В Новой Зеландии существует такой же обычай. В преданиях маори о переселениях их предков говорится, как Нгагуэ сделал из яшмы два острых топора по имени Тутауру и Гаугау-теранги, как этими топорами были срублены лодки Те-Арава и Таинуи и как на Те-Арава было два каменных якоря, которые назывались Тока-пароре, или Косой камень, и Тутеранги-гауру, или Похожий на гремящее небо. Эти легенды не обрываются в далеком прошлом, но переходят в историческое предание, достигающее новейших времен. Только в самое последнее время, говорят маори, пропал знаменитый топор Тутауру, а что касается серьги по имени Каукауматуа, которая была сделана из осколка того же камня, то она, по их уверению, существовала до 1846 г., когда обладатель ее Те-Геугеу погиб при обвале земли. На более высоких ступенях культуры проявляется тот же детский обычай давать личные имена неодушевленным предметам. Так, мы читаем о Миёльнире, молоте Тора, который узнают великаны, когда он приближается, летя по воздуху, о мече Артура – Экскалибуре, который был схвачен рукой, одетой в белый бархат, когда сэр Бедивер отбросил его в озеро, о могучем мече Сида Тизоне-Головне, который он поклялся похоронить в своей груди, если бы этот меч был побежден вследствие трусости своего обладателя.

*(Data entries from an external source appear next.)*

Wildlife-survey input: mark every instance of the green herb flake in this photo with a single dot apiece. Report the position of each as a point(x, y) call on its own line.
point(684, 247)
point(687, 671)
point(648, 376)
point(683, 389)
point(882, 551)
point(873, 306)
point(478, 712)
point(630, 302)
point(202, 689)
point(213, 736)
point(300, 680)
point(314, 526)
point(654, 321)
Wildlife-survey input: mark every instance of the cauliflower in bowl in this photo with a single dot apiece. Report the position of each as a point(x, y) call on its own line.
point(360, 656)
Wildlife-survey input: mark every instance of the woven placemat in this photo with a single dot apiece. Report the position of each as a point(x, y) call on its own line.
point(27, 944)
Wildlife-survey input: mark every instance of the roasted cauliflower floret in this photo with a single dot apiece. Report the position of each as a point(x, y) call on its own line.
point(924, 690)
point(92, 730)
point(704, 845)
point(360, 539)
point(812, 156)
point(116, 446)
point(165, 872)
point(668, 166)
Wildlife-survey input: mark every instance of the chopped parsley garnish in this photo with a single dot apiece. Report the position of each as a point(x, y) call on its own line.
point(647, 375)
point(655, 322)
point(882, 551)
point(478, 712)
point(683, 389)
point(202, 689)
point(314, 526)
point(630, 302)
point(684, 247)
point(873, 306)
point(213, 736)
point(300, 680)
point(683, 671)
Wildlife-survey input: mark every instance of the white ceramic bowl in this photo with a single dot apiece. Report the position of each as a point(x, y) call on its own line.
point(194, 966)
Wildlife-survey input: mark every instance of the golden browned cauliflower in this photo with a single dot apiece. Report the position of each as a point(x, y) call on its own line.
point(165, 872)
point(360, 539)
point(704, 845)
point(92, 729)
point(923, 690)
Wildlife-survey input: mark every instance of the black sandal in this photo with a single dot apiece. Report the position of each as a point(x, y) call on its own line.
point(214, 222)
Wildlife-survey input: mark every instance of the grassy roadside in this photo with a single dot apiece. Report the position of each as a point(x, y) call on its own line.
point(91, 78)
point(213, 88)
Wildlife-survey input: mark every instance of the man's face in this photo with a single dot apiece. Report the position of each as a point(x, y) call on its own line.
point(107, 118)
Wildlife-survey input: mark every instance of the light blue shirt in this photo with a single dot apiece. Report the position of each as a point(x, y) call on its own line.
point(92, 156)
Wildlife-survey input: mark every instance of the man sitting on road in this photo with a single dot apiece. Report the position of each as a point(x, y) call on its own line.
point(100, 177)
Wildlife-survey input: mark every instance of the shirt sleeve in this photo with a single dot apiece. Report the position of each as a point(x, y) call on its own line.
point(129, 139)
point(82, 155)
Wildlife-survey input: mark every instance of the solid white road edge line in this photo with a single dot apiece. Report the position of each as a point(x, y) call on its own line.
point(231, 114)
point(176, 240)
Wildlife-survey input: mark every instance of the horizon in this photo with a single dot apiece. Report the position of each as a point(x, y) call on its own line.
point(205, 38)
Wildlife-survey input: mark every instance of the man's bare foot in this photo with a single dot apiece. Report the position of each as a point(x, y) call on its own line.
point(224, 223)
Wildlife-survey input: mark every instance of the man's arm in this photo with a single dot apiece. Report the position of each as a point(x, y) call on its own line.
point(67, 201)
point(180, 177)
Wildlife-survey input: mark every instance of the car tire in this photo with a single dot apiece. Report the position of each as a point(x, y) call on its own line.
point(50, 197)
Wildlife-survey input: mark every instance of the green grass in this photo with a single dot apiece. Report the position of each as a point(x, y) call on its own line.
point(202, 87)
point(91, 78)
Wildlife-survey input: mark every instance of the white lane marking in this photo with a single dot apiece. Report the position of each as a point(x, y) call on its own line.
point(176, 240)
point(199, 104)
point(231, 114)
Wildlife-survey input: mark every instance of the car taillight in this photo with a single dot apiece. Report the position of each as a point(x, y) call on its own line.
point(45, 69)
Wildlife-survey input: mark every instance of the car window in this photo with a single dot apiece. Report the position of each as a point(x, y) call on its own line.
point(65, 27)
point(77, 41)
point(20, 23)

Таким образом, воззрения младенческой, первобытной философии, приписывавшей личную жизнь всей природе вообще, и ранняя тирания слова над человеческим умом оказываются двумя великими, если не величайшими, двигателями мифологического развития. Тут действовали, конечно, и другие причины, которые будут указаны в связи с некоторыми специальными группами легенд, и если бы можно было составить полный перечень этих причин, между ними оказалось бы еще много других интеллектуальных факторов. Во всяком случае, необходимо вполне уяснить себе, что такое исследование процессов образования мифа возможно только при живом понимании состояния человеческого ума в мифологическом периоде. Русские в Сибири, прислушиваясь к разговору грубых киргизов, были поражены беспрерывным потоком поэтической импровизации этих варваров и говорили: «Что бы эти люди ни увидели, у них все вызывает новые фантазии!» Цивилизованный европеец мог бы противопоставить свою правильную, вышколенную, прозаическую мысль дикой хитросплетенной поэзии и легенде древнего составителя мифов. Он мог бы сказать, что все, попадавшееся на глаза этому последнему, давало повод к порождению вымысла. Ученый, занимающийся анализом мифического мира и не обладающий способностью переноситься в эту фантастическую атмосферу, может прийти к столь печальному непониманию глубины и значения этого мира, что примет его за простую бессмысленную выдумку. Более верный взгляд будет у того, кто имеет поэтическую способность переноситься в прошлую жизнь нашего мира и, подобно актеру, способен на минуту забыть свою собственную личность и вообразить себя тем лицом, которое он изображает. Вордсворт, так метко названный Максом Мюллером «современным древним», мог писать о Буре и Зиме и о нагом Солнце, взбирающемся на небо, как будто он был одним из поэтов Вед во время возникновения арийцев и «видел» своим мысленным взором мифические гимны Агнии или Варуне. Для полного понимания мифа древнего мира нужны не одни аргументы и факты, но и глубокое поэтическое чувство.